Many people consider poetry to be a dead art form in the modern world. After all, nobody really reads it, right? I myself don’t tend to read it that often just because I generally prefer something along the lines of Dickens or Austen, although my mother tells me that I loved it when I was little. However, I am so frequently amazed at the moving poetry of life as it occurs around me, the sheer beauty inherent in so many acts of living and being. Really, poetry still exists. It is alive and breathing. It follows us everywhere we go; all we have to do is open our eyes and see it and allow it to move us.
Sometimes, life’s poetry comes out in actual words, in lines of deep meaning and emotion.

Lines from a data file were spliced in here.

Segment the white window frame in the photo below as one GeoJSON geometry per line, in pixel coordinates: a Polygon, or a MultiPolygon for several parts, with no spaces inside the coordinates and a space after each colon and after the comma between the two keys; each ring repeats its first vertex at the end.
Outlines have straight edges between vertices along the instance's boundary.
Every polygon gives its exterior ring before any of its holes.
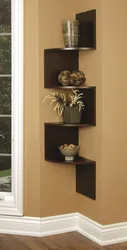
{"type": "Polygon", "coordinates": [[[24,0],[11,0],[12,191],[0,192],[0,214],[23,215],[23,13],[24,0]]]}

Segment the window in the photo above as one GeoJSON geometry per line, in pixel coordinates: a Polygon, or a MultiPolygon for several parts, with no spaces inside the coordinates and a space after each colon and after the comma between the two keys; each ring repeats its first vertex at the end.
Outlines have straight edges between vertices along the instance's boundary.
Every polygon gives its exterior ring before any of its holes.
{"type": "Polygon", "coordinates": [[[22,215],[23,0],[0,0],[0,214],[22,215]]]}

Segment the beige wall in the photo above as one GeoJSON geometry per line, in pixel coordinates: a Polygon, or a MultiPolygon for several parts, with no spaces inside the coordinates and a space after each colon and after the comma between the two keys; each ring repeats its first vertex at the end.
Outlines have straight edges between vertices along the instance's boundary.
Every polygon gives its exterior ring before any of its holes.
{"type": "Polygon", "coordinates": [[[25,1],[25,215],[78,211],[100,223],[127,219],[125,5],[126,0],[25,1]],[[44,89],[44,49],[63,46],[63,19],[94,8],[97,50],[80,54],[80,69],[97,87],[97,126],[80,130],[80,145],[81,154],[97,162],[96,201],[75,192],[74,166],[44,161],[44,122],[58,117],[43,103],[51,91],[44,89]]]}
{"type": "Polygon", "coordinates": [[[103,223],[127,221],[126,10],[126,0],[104,1],[103,223]]]}
{"type": "Polygon", "coordinates": [[[40,216],[38,0],[25,1],[24,214],[40,216]]]}

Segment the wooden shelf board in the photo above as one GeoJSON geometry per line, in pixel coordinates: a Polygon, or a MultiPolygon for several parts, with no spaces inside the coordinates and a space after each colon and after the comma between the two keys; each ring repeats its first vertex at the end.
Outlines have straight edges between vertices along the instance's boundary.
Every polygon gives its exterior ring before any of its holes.
{"type": "Polygon", "coordinates": [[[95,126],[94,124],[63,123],[63,122],[45,122],[45,125],[61,126],[61,127],[90,127],[90,126],[95,126]]]}
{"type": "Polygon", "coordinates": [[[64,156],[61,156],[57,159],[46,159],[46,161],[49,161],[49,162],[54,162],[54,163],[60,163],[60,164],[71,164],[71,165],[86,165],[86,164],[93,164],[95,163],[95,161],[92,161],[92,160],[89,160],[89,159],[86,159],[86,158],[83,158],[83,157],[75,157],[75,160],[74,161],[70,161],[70,162],[67,162],[65,161],[64,159],[64,156]]]}
{"type": "Polygon", "coordinates": [[[95,86],[87,86],[87,85],[82,85],[82,86],[61,86],[61,85],[56,85],[56,86],[52,86],[52,88],[53,89],[93,89],[93,88],[96,88],[96,87],[95,86]]]}
{"type": "Polygon", "coordinates": [[[72,50],[77,50],[77,51],[89,51],[89,50],[95,50],[95,48],[90,48],[90,47],[77,47],[77,48],[50,48],[50,49],[45,49],[45,51],[72,51],[72,50]]]}

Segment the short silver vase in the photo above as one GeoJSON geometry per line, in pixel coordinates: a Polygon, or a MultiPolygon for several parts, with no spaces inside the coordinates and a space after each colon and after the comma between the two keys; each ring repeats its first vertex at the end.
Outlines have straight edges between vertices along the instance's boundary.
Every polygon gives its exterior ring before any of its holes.
{"type": "Polygon", "coordinates": [[[79,21],[65,20],[62,22],[64,45],[66,48],[78,47],[79,45],[79,21]]]}

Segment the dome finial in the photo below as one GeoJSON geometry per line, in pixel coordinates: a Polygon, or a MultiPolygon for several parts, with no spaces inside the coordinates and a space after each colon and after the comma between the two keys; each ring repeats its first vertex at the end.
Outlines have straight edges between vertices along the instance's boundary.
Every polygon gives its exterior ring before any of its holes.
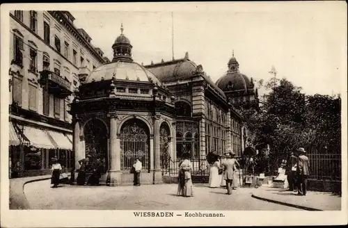
{"type": "Polygon", "coordinates": [[[121,34],[123,34],[123,23],[121,23],[121,34]]]}

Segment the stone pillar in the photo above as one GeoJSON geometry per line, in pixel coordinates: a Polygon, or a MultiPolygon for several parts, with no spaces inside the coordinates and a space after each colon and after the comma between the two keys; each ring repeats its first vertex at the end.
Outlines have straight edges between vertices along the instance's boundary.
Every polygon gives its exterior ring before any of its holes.
{"type": "Polygon", "coordinates": [[[75,157],[75,167],[74,170],[80,168],[79,161],[84,158],[81,156],[80,149],[80,122],[78,120],[74,121],[74,133],[72,134],[72,150],[75,157]]]}
{"type": "Polygon", "coordinates": [[[232,152],[232,141],[231,141],[231,111],[228,110],[226,116],[226,152],[232,152]]]}
{"type": "Polygon", "coordinates": [[[199,148],[200,159],[205,159],[205,118],[203,117],[199,122],[199,148]]]}
{"type": "Polygon", "coordinates": [[[117,115],[114,113],[108,114],[110,118],[110,167],[108,179],[110,186],[120,186],[121,181],[120,138],[117,134],[117,115]]]}
{"type": "Polygon", "coordinates": [[[154,166],[154,136],[153,135],[150,136],[150,170],[151,172],[154,172],[155,166],[154,166]]]}
{"type": "Polygon", "coordinates": [[[172,158],[172,160],[176,161],[176,122],[172,122],[172,147],[171,152],[171,158],[172,158]]]}
{"type": "Polygon", "coordinates": [[[154,116],[154,178],[153,183],[162,183],[162,173],[161,170],[160,140],[159,140],[159,115],[154,116]]]}

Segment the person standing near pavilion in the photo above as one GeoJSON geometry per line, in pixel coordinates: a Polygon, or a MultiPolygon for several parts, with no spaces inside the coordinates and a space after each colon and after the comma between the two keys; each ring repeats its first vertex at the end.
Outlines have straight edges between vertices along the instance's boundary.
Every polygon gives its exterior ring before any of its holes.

For example, during an icebreaker activity at a recent Bible study, in which we had to create sentences out of the random assortment of words we pulled from a box, one friend wrote this simple phrase: “El pájaro negro suena al campo.” (“The black bird sounds like the field.”) Maybe to those of you more scientific and literal minded, such a sentence might seem like mere nonsense. And yet for me, there is something in those six (or seven) words that thrills through my inner mind, something elusive that my spirit identifies with but can’t quite define, something that speaks of whole worlds residing in the simple song of a simple creature of the earth. Read those words again. Do you see what I mean?
Of course, if words of poetry aren’t for you, there’s all of Creation waiting just outside to astound you with beautifully complex poems of form and movement. A couple weeks ago, I decided to rest by the side of the river in Toledo as I waited for my parents and aunt and uncle to tour the cathedral (I was tired and had already seen it). As I sat on a bench at the top of the cliffs dropping down to the water, my mind releasing the worries of the day and soaking in the peace and calm of the water below, a flock of birds suddenly took off from the lower slopes of the opposite cliffs. There were hundreds of them swirling about in flurries and floating to and fro. I looked down at them from above and felt like I was watching Nature’s soul dance about in sheer joy, swooping intricately in patterns I could not follow as it gave full vent to its passion, heedless of who could see.
Then, sometimes poetry comes out of something unexpected. Like a movie you go to see with your roommate that turns out to be poignantly beautiful and heart breaking. A couple weeks ago, Kels and I went to the little theater across the street to see a modern interpretation of the classic Snow White tale set in Sevilla, Spain, in the 1920s. We were rather surprised when we realized it was silent, but the lack of voice made the music and the visual aspect so much more impelling. Plus, the cinematography was beautiful.
There are many other ways that life’s poetry can be experienced too. You can feel it in the embrace of someone you love after a long separation or in that last sweet look when they turn around before disappearing into airport security on their way back home. You can smell it in the melody of aromas wafting around your apartment building during the lunch hour. You can hear it in the crunchy resonance of your feet on the park trails as you go for an early run. You can see it in foam twisting up in a passing swirl of wind from the fountain that someone has secretly tainted with soap.
So for those who claim poetry is dead – each moment, each experience has something of poetry in it. Life is, in and of itself, in many ways a poem. Sometimes we just need to liberate our minds from the mundane rut we so often fall into to be able to see it. We need to think, to feel, to see, to smell. We need to participate in the poem.